Pero la ilusión no entiende de restricciones y Mateo acabó consiguiendo lo que se proponía. Gritó y gritó desde una de las aceras de la calle Uría hasta que uno de los pajes que acompañaba a Aliatar se acercó a él para recoger la carta y llevársela al emisario de barba blanca. "¡Toma! al final me van a traer el balón, los muñecos y el circuito de coches que pedí", celebraba el pequeño abrazado a su madre tras lograr la proeza. Eso fue poco después de las seis y media de la tarde, la hora en la que la cabalgata partió de la Escuela de Minas. Aliatar iba de los primeros y eso le permitió a Mateo disfrutar con más tranquilidad del resto del desfile, en el que tomaron parte más de 1.500 personas. Tras las vallas había muchos más corazones repletos de inocencia y pasión. "Mira papá, ahí viene Melchor. Ahí viene, ahí viene...", repetía con una sonrisa de oreja a oreja Marina Pañeda, una niña de cinco años que esperaba por los Reyes frente a la Escandalera.
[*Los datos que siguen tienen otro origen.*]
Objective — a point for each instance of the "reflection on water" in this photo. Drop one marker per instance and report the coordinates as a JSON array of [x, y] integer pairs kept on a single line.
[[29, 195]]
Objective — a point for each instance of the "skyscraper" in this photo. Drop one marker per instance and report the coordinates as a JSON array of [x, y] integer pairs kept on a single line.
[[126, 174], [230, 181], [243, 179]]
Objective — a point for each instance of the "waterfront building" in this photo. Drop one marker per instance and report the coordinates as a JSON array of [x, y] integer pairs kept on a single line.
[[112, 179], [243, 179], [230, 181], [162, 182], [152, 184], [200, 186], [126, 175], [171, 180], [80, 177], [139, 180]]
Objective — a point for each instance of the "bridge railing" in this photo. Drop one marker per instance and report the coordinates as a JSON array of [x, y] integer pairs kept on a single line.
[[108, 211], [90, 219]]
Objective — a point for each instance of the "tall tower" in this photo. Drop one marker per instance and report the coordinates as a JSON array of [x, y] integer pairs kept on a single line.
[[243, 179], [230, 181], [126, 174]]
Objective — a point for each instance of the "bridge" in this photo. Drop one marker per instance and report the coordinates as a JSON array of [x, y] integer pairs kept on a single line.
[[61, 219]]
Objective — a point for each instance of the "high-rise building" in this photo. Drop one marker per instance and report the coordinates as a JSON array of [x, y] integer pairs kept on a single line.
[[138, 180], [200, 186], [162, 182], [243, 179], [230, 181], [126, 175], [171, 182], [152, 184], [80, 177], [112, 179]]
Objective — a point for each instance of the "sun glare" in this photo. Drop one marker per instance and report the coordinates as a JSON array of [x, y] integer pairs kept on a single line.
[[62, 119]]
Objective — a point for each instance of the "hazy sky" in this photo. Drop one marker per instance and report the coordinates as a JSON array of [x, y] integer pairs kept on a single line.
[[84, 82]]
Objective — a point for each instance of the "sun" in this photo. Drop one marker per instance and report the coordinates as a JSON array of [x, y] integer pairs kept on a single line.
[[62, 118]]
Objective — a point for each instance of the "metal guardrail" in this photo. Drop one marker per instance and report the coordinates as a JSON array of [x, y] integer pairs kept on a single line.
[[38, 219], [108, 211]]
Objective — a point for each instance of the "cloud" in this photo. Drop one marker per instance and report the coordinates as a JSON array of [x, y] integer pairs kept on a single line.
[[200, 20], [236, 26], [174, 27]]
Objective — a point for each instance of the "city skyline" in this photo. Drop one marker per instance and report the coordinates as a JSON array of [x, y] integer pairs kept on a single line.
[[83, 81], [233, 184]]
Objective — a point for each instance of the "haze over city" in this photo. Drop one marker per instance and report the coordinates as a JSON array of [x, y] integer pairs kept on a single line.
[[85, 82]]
Marina vio pasar a Melchor acompañado del emir de Damasco, del califa de Basora o de los Príncipes de Rajastán. El Rey llebaba una túnica azul e iba en una carroza tirada por caballos blancos, de un color plateado que relucía a distancia. A su lado sus ayudantes cumplían con las recomendaciones del Ayuntamiento y entregaban en mano los caramelos a los niños. Nada de arrojar los dulces para evitar sustos. "Dame un buen puñado que teneis muchos y hasta el año que viene no volvéis", le decía José Manuel López, un pequeño de siete años del barrio de Teatinos.

Después pasaron los jinetes de Katar, la embajada de Omán, el mandarín de Kambaluk o los diáconos de Babilonia, que le abrían paso al Rey Gaspar. En ese momento Tomás Gutiérrez levantaba a su hija Nerea en brazos por encima del gentío como si la vida le fuese en ello. "Es el que más le gusta. Casi todos los niños prefieren al Rey negro, a Baltasar, pero a ella siempre le gustó Gaspar porque tiene un tío que se llama igual", explicaba ya más relajado el hombre tras el paso del monarca. El último en aparecer fue precisamente el Rey negro, Baltasar. Llebaba una túnica amarilla y un turbante de considerables dimensiones que pretendía emular al de Solimán el Magnífico, el sultán con el que el imperio otomano alcanzó su máximo esplendor.